Day #279...
Dec. 22nd, 2020 05:38 pm
The sun was playing peek-a-boo during my walk around the cemetery today. The snow is slowly melting and with the rain predicted on Thursday, will most likely be gone by the weekend, if not before.
Yesterday's walk resulted in two blisters, so this round - I went back to wearing a more comfortable pair of booties. They aren't really boots - booties is a far better description.
I'm feeling kind of...blah. Or sluggish. I wouldn't say I'm depressed exactly, just...blah. Kind of like the sky outside my window, with the sun playing a game of peek-a-boo. Saw a little sign today on my walk, I'd seen it before of course - "come inside my home, rainbow".
Mother: Maybe you're just lonely?
Me: Is that what this is? It doesn't feel right? Perhaps so..
Mother: a lot people are feeling the same way. It's hard. You're being told to isolate, and yet at the same time
Me: Not.
I see people congregating in small ways. Last night I watched a video of people from church, about fifteen people all congregated in a small little garden in front of the church and on the street - during a winter solistice celebration. Everyone wore masks. It seemed relatively harmless, but made me cringe all the same. Yet, I see it all the time. Five women walked out of my apartment complex together - the other day, with their dog, then came back lugging something large. One said it was the first time she'd been outside in days.
The gal on FB who was whinging about not seeing her significant other - father sent her cousin over with traditional cakes. I told my mother about this.
Mother: And you thought, poor baby -
Me: No. I thought -
Mother: Wanted someone to bring you stuff?
ME: No, I've got stuff. I wanted someone to visit me.
Mother: No one can.
ME: I don't know - I saw a delivery person today who delivered a food order. I wished her a merry christmas and happy new year. (I'm becoming starved for human contact. I've become a recluse in a city, it's bizarre.)
I live in a city - I see people. It's kind of impossible not to.
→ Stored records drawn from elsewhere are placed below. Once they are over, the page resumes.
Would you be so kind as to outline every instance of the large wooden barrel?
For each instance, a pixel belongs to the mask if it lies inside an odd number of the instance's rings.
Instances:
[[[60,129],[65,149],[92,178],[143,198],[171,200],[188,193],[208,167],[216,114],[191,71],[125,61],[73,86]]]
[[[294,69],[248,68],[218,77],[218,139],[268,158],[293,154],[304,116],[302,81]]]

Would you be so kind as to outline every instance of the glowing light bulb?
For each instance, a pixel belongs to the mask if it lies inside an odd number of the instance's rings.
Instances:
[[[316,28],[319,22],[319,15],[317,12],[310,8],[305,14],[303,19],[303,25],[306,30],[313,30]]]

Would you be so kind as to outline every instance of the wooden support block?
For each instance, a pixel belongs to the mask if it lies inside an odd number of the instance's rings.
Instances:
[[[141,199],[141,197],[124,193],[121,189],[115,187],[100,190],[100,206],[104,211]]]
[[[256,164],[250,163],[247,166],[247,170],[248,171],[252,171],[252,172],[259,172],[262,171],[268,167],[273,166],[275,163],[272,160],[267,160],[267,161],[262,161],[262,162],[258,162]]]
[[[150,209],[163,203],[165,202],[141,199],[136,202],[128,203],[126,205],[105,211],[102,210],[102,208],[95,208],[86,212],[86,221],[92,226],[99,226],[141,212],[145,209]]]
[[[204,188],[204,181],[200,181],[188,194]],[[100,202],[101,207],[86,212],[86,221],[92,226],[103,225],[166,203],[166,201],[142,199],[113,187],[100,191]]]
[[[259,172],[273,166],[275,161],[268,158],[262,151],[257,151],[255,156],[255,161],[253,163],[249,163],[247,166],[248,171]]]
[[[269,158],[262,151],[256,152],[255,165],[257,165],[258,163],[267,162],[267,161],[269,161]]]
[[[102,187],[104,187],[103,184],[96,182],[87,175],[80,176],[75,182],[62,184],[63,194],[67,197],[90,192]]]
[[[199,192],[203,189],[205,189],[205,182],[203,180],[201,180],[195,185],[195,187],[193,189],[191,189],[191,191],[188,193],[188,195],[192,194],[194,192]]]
I also listen to sirens whenever I venture outside. There's a hospital near the cemetery - hence the sirens. Whenever I venture outside my apartment, I hear Christmas Mall acoustical music (the songs are "I Wish You a Merry Christmas, Jingle Bells, First Noel, and Hark the Herald Angels Sing on repeat...and something else, I think).

Mother: Well I've something that may make you laugh.
Me: Okay...
Mother: Your father had issues using the bathroom last night because of all the cats that were in it.
Me: Cats?
( Read more... )
I suppose I should be grateful that I'm not down there with them watching all of this unfold?

Biden came on television today - to tell everyone that darker days lie ahead. Then the news commentators felt the need to analyze what he said for fifteen to twenty minutes. I don't know why they feel the need to do that.
Job security?
Church is busy fighting a high rise development going up across from the Brooklyn Botanical Gardens - which would block sun into the Gardens, and cause problems with planting, etc. The Mayor's Office was in support of the project - allegedly - to bring in more revenue and affordable housing.
But that was "pre-COVID", now... news has come out that the developer is an unsavory MAGA maskless wonder, and the design called for high-rise not low rise as the Mayor originally thought...so Church may win, along with Brooklyn Botanical and stop the development in its tracks.
The mayor’s office says the mayor was “confused” when he said he supported building last February. He thought they were low-rise. He now understands that high rise would be bad for Garden. Report says his opposition effectively kills the project. - per church member's email.
I was amused by the Mayor's confusion. Nice cover DeBlasio. I think he's back-pedaling on a few things. This crisis has really caused him to do an about face. A year ago, at this time - he was running for President. Now, he's just trying to keep the city afloat and get as many New Yorkers as he can vaccinated. What a huge difference a year makes.

Anyhow, hanging in there for the most part. I just feel tired a lot of the time...like I'm running a very long marathon and I just want to take a break from it for a bit.